The lab has made versions of E. coli that produce each of these compounds as a final product, resulting in red and orange bacteria.

But in order to make Vitamin A, she needed to add still another gene - one that could cleave the beta carotene in two. Humans have such a gene; Anthony used a copy of a similar gene from a mouse.

Both animals need such a gene to derive Vitamin A from the beta carotene in vegetables. Contrary to popular belief, carrots do not contain Vitamin A itself.

With the added genes in place, the custom strain of E. coli yielded its first Vitamin A this year. The vitamin is extracted, so there is no bacteria in the final product. (In any event, the lab starts with an even milder strain of the bug than what is typically found in the human gut.)

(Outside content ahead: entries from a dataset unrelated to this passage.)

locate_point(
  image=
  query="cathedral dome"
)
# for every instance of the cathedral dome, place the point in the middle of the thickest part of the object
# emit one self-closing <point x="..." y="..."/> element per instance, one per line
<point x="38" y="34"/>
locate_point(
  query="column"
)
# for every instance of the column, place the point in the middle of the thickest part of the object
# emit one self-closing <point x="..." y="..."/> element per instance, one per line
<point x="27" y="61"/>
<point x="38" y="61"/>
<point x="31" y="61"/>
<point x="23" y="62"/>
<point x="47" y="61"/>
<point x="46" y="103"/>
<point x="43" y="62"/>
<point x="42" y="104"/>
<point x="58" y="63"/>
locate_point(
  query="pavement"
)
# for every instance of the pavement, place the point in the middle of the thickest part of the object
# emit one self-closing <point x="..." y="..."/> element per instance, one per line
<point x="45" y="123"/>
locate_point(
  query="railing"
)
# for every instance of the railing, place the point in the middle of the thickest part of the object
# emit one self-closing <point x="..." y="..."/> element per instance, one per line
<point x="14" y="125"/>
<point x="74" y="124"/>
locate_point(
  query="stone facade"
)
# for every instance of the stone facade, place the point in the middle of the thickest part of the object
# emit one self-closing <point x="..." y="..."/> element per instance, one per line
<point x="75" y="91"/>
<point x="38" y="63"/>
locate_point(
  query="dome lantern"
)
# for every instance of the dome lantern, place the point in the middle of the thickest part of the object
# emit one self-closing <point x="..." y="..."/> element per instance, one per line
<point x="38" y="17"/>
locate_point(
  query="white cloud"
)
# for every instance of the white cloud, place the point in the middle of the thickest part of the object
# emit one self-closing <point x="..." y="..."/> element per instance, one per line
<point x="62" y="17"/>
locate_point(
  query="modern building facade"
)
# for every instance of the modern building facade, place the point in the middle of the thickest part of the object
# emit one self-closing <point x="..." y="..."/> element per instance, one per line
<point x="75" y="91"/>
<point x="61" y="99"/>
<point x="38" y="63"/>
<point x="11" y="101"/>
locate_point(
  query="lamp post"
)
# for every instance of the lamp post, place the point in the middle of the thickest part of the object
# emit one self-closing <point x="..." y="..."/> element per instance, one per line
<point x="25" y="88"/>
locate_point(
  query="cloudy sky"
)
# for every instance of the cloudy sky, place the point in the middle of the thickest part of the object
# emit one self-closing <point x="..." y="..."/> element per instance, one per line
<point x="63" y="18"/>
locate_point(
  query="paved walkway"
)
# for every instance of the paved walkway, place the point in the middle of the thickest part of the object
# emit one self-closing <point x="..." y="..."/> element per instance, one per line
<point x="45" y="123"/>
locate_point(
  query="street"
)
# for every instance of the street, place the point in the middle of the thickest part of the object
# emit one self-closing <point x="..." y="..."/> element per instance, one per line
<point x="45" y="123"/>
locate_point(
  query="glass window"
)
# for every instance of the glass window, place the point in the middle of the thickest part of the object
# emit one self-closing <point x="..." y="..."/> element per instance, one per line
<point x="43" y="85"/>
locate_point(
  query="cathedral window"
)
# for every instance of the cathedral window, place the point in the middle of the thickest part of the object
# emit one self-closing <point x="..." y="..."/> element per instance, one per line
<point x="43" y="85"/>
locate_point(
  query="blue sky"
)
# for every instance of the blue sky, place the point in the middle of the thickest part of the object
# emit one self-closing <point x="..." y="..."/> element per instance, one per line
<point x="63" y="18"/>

So far, the amount of vitamin made is quite small, in the range of micrograms per liter of broth. To make the process commercially viable, Anthony needs to increase production by many thousands of times - a feat she expects to achieve in a couple of years.

That will require further tinkering and "optimizing" the strain of bacteria, and determining the best kind of growth medium for it to live. Currently funded by the university, she is applying for federal grants.

Anthony aims to make her process competitive with the current method of making Vitamin A, which uses methanol. That ingredient comes from natural gas or petroleum, and is subject to big price fluctuations.

The exact wholesale price that Anthony's method would be competing against is unclear. UNICEF buys the vitamin to distribute in developing nations for less than two cents a capsule; the bulk of the supply comes from in-kind donations.

The biggest issue in getting Vitamin A to undernourished people is the logistics of distribution, said Alfred Sommer, a leading Vitamin A expert at the Johns Hopkins Bloomberg School of Public Health. Still, he said the work in Philadelphia sounded promising.

"This is the thing that we all sort of dream about - that is, that some commercial venture will take seriously the needs of the developing world," Sommer said. "The fact that they're willing to spend their time and energy and money and creativity on things that by definition need to be sold inexpensively, is terrific."

Consumers in the United States give little thought to Vitamin A. Even if they don't eat enough foods that naturally contain the nutrient, such as eggs, milk and liver, it is routinely added to cereals and bread.

The U.S. Food and Drug Administration recommends a daily intake of 1,500 micrograms, assuming a daily diet of 2,000 calories. A person can easily get the equivalent amount or more from one large carrot.

But in the developing world each day, millions get a small fraction of that amount, Sommer said. So UNICEF distributes large-dose capsules twice a year.

In 2008, the organization gave out more than 540 million capsules, most of them containing 200,000 International Units of the nutrient - equal to 60,000 micrograms. The vitamin is fat-soluble so the body can store the excess in the liver.

For now, it is all made with old-fashioned chemistry. But if Anthony has her way, one day some of the supply could come from a helpful bug.